A nuestros gobernantes tenemos derecho a exigirles ejemplaridad, coherencia, sensibilidad y respeto. Y la comida organizada por el alcalde de Ibiza, Rafa Ruiz, el pasado lunes en el Salón de Plenos de Can Botino a la que asistieron Francina Armengol y Josep Marí Ribas Agustinet junto a seis empresarios no es ejemplar, porque es un ejemplo de que las normas no las cumplen ni los que las promulgan, ya que el decreto en vigor recomienda «evitar las reuniones de trabajo o profesionales hechas de manera presencial». Es incoherente, porque es hacer todo lo contrario de lo que nos vienen diciendo que hagamos, ya que la comida es una triquiñuela, propia de la secular picaresca nacional, para sortear la imposibilidad de celebrar la comida en un local o en un domicilio. Es insensible con los ciudadanos a los que prohíbe Armengol convocar este tipo de encuentros con personas de otros núcleos de convivencia. Y, finalmente, es irrespetuoso con los empresarios a los que el Govern obliga a trabajar solo en el exterior, en mesas de cuatro personas y de dos núcleos de convivencia y solo hasta las 17 horas, negándose, además, a revisar las restricciones durante un mes, cuando hasta ahora era cada 15 días.

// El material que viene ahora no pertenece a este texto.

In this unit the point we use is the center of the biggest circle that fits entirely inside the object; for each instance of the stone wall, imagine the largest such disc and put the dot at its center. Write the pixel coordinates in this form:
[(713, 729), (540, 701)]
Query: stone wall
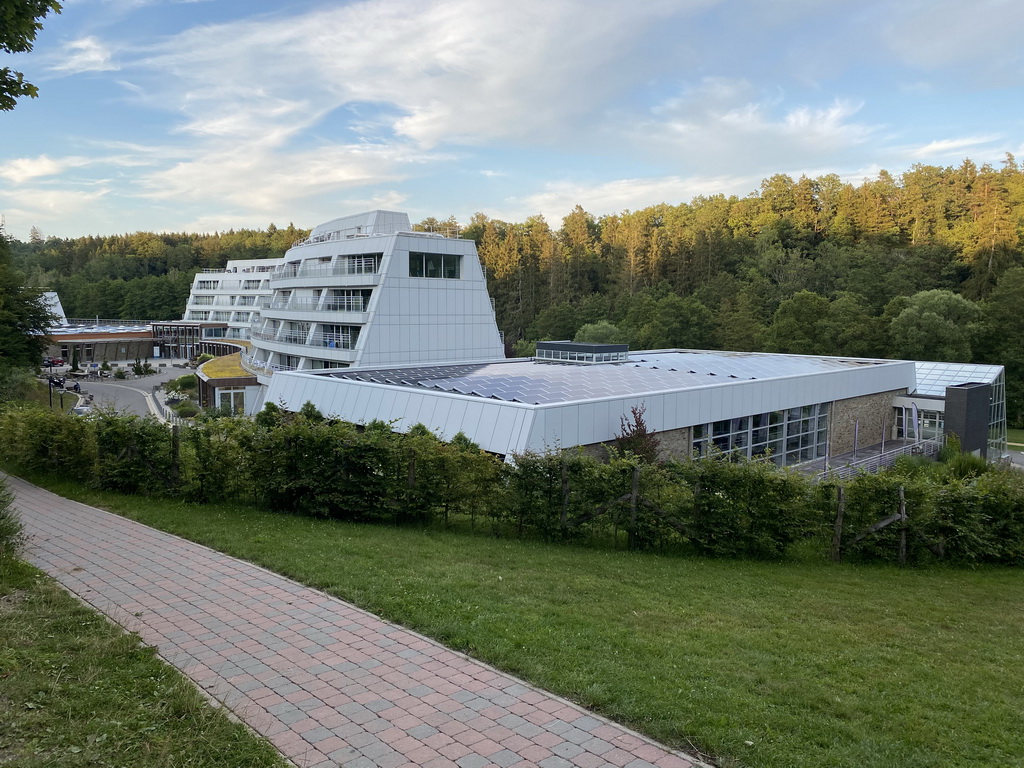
[(870, 410), (674, 443)]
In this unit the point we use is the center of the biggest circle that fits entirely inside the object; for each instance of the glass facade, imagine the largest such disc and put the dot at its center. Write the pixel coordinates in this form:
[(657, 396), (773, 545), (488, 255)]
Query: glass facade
[(792, 436)]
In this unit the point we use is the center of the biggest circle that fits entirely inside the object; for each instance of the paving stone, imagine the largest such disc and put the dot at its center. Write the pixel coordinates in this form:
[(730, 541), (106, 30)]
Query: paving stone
[(327, 683)]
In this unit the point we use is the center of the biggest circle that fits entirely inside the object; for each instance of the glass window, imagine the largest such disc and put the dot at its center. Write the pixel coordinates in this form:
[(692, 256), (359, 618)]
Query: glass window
[(434, 265), (453, 266), (416, 265)]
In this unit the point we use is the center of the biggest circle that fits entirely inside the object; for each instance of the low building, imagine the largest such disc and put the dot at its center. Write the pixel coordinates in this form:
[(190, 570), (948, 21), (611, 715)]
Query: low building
[(92, 343), (795, 409)]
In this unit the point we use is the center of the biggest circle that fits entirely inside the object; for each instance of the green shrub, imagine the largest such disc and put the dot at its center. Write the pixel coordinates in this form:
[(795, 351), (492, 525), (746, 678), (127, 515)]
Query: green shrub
[(186, 409), (186, 383), (135, 455)]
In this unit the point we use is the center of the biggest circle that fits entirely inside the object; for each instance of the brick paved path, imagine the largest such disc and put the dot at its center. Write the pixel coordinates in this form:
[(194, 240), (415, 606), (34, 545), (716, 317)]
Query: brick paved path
[(329, 684)]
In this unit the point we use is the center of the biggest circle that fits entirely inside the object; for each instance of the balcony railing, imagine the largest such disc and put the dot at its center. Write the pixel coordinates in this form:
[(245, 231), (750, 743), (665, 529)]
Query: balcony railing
[(328, 340), (326, 270), (328, 304)]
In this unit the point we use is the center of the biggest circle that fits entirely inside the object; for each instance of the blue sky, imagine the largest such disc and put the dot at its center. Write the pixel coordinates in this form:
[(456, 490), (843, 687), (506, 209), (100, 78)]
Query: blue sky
[(210, 115)]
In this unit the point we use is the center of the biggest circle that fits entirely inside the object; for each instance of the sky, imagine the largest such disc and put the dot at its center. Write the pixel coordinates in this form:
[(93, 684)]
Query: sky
[(210, 115)]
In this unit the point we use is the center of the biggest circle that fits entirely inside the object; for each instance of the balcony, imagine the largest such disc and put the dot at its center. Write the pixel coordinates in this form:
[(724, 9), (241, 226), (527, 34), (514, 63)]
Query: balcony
[(328, 340), (327, 304)]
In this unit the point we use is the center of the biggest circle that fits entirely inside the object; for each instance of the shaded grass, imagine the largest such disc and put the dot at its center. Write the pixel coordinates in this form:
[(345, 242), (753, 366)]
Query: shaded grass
[(75, 690), (797, 664)]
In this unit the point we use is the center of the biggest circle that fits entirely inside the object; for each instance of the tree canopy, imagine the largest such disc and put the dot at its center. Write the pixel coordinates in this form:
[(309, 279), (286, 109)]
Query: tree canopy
[(19, 20)]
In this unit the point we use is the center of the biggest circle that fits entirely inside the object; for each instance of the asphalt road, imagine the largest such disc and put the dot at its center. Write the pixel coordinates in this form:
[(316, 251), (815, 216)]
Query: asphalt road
[(129, 395)]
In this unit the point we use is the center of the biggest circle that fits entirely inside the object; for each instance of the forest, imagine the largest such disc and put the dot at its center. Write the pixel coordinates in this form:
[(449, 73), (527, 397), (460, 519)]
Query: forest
[(925, 265)]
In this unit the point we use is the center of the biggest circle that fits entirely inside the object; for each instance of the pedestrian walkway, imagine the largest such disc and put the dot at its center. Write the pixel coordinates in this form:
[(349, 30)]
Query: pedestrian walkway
[(327, 683)]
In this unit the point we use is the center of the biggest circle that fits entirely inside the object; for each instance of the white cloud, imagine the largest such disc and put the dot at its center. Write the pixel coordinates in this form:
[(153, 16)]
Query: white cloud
[(730, 124), (558, 199), (952, 146), (86, 54), (452, 71), (939, 34), (24, 169), (39, 207), (264, 180)]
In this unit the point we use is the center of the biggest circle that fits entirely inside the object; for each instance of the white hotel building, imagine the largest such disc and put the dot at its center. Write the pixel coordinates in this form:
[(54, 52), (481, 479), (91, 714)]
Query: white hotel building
[(370, 321)]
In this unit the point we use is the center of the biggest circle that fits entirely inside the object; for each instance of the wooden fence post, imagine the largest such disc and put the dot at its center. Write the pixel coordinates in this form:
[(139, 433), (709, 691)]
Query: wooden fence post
[(902, 532), (838, 527), (565, 496), (634, 492)]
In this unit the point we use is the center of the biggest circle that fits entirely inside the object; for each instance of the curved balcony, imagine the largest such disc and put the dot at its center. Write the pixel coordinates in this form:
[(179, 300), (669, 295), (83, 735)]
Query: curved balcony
[(329, 280)]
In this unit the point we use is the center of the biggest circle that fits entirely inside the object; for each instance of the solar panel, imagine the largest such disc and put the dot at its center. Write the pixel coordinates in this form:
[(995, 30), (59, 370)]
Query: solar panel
[(525, 381)]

Comida de trabajo pública.
A pesar del intento del PSOE, del Ayuntamiento de Ibiza y del Govern de justificar la comida de trabajo celebrada en un edificio público y pagada con fondos públicos bajo el eufemismo de una reunión de trabajo, las pruebas no admiten dudas. Hoy publicamos que la propia Armengol reflejó en su agenda que tenía una comida a la que se trató de dar un carácter privado que obviamente no tenía.
Desprecio a sus normas.
Armengol no solo incumplió las recomendaciones de no teletrabajar cuando sea posible, y lo era, y de no evitar las reuniones de trabajo, algo muy fácil porque a las pocas horas tuvo una reunión con empresarios a la que podría haber invitado a todos los asistentes, sino que ayer en Menorca, en un alarde de chulería dictatorial, avisó de que seguiría incumpliendo las normas. Todo ello es censurable y justifica la indignación mayúscula de los ciudadanos que asisten atónitos al despropósito.